FF7 Remake Intergrade combines real time and turn based in a clever way. By attacking in real time, you build up an attribute meter. When said meter is full, you can then slow time and do the turn based moves. Slick abilities that do big damage, spells for quick elemental weakness, pop a quick potion and even summoning actual gods. You can guard against attacks, blocking potential damage and limiting the amount of damage you take. You can also dodge, but for me, the dodge would work maybe a third of the time. Enemy attacks had hit boxes the size of trucks and unless I was dodging an attack that felt meant to be dodged, blocking would’ve had a better affect. Blocking damage helps to fill your limit meter for a super nice animated scene that can do big damage or heals for a good amount. When facing an enemy, 9 times out of 10 block is the go. The combat is flashy and feels nice. You hit a groove and start to feel it early on and you’re hooked. Swapping characters when you hit an ability to keep your attribute meters going, flashing across the screen like the flash, just feeling bad-ass. However, it does get to the point where your build feels pretty much complete. You’re hitting the same abilities over and over again, with the only change being elemental spells for each enemies weakness. It was their first attempt at this combat system and I feel the potential, but it does need a bit more time to cook to get some diversity in there. The other party members feel like they do nothing while I am attacking. Just throwing out attacks, yknow, when they feel like it. But they are having a pretty bad day so I guess they can take it easy when me, as Cloud, am fighting for my life. However, all of that is doable, but the games biggest sin was the camera. I lock onto an enemy, switch characters and start to attack but oh no Barret is now shooting the wall the complete opposite side of the enemies. You’re constantly losing track of enemies as the lock on is really just feels like it locks on for a few seconds. The worst is when going against a big enemy or boss with segmented body parts with specific lock ons. Trying to switch lock ons is impossible. You’re either locked into the wrong part or the camera is spinning around the battlefield. Rarely I was locked on to where I wanted it to go. Bottom 3 combat cameras of all time.
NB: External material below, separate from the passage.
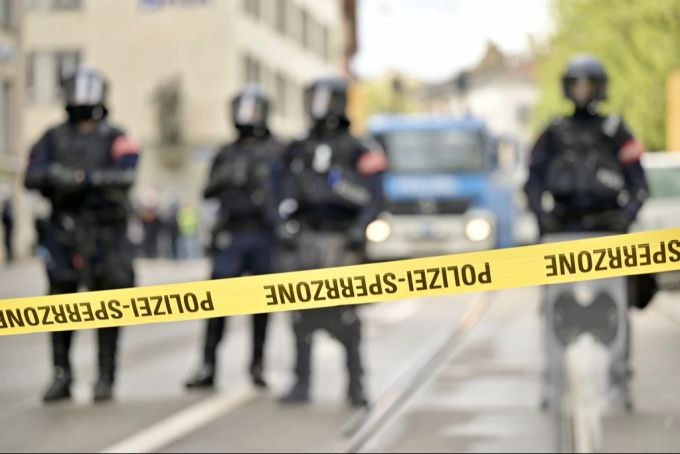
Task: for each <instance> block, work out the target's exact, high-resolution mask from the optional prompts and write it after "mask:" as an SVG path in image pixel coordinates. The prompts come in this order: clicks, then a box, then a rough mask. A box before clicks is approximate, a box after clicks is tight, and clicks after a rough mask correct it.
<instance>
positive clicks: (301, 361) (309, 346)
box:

I loved the combat in this game, but just like the story, repetition at the end and then a god awful camera tampers the experience greatly.

DLC

The DLC here, Intermission, is peak. Straight up, perfect. The pace is great, combat is constantly interesting (even with the terrible camera), and my god Yuffie is the best. A kid in way over their head but still calling the shots. She’s hilarious and just fun to play. They added so much love in her animations and cutscenes, you can really feel them take the criticisms of the main game and give you a nice streamlined, fun experience in the DLC. Her ninja abilities with a close range and short range shuriken is great. Her synergy abilities with her companion are a nice touch as well. Just an all around great addition to the game.

Alright, fine, lets talk about the switch 2 port

Honestly, pretty good. Some frame stuttering in cutscenes, but honestly you get what you paid for. No one running this on Switch is expecting PC level performance. The game looks great docked and handheld and runs just as great. I would keep it docked until it was Love Island time and my fiancé kicked me off the tv. I would then switch to handheld for a seamless transition and play from there. The portability was a great trade off for some slight, barely noticeable performance issues. Honestly, great port. Go Square.

Doug’s Verdict

Yknow what, its pretty good. An amazing story that hooks you immediately. Flashy fun combat. However, both tend to drag later on and a terrible camera leaves a bitter taste in my mouth. But I just loved this game to death. It was all I could think about for days. I want to recommend this, so I will! Just be aware of the issues and if you can handle them, this is definitely a title worth picking up.